With traditional export markets sluggish, many Japanese companies looked to China to take up the slack. Hordes of salesmen descended on Peking to claim a major share in the Chinese "four modernizations" program.

But after signing the contracts, China discovered it did not have the cash to pay for them.

Despite increasing government-backed loans from Tokyo, it became obvious last year that the Chinese had overreached themselves.

In an effort to balance trade and keep some of the big deals alive, the Japanese side reluctantly agreed to the annual import of some 10 million tons of Chinese oil.

It was oil Japan didn't particularly want -- the heavy polluting sulfur type. But it was vital to the long-term trade agreement concluded in 1978. Just how much is illustrated by the way the price of Chinese crude shot up -- the price jumped 110 percent in the first half of 1980 and accounted for 42 percent of China's total exports to Japan.

Now the Chinese are unable to keep up production levels and will have to cut back to about 8.2 million tons in the next two years.

Thus China will have even less money to spare to pay for Japanese industrial imports.

Still, it's not all pessimism.
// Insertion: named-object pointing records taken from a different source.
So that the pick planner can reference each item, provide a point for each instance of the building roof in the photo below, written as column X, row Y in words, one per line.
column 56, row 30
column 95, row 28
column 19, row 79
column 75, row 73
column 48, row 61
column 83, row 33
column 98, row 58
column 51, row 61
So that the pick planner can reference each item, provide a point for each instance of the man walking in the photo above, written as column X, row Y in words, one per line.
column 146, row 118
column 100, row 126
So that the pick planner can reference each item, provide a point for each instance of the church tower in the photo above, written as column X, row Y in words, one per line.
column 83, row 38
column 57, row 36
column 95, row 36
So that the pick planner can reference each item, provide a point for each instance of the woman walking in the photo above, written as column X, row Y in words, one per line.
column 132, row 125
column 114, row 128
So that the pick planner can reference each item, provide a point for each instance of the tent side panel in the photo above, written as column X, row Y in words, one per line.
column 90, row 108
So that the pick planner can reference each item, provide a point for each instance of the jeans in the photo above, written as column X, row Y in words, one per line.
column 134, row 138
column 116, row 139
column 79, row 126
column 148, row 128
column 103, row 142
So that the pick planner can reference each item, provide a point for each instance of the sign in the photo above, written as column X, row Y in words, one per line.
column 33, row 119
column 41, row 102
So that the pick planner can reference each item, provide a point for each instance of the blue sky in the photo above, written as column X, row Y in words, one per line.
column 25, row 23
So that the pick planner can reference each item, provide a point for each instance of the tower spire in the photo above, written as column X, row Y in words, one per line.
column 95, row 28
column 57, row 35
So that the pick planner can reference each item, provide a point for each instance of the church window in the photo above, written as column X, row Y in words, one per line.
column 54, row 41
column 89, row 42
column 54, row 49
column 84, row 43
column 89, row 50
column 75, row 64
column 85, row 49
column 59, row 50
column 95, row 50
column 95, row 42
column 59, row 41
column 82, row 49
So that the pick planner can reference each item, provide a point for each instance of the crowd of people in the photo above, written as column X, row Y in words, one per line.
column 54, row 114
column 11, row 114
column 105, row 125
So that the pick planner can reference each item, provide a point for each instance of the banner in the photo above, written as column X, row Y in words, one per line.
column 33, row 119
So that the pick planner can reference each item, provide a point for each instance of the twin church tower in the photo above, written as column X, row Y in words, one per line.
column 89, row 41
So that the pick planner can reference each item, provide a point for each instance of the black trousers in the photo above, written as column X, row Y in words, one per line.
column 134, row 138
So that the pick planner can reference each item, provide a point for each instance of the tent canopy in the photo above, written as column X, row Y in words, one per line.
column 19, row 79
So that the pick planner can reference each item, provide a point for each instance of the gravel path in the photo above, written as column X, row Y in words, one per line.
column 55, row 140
The Chinese National People's Conference recently decided to put more emphasis on agriculture and light industry and to give more autonomy to enterprises -- so there is some hope for smaller projects, even though giant schemes like the Japanese-built (white elephant) Baoshan Steelworks is no longer realistic.

There are already signs of more Japanese restraint.Despite changes in Chinese law to encourage international joint ventures, most Japanese companies are reported to be approaching the idea with considerable caution -- believing that differences in trade practices and profit-taking, for example, are among the serious handicaps to be faced.

The Japanese are encouraged to a degree by China's new practical realism, along with reaffirmation of the goals of the "four modernizations," displayed by the new Chinese premier, Zhao Ziyang.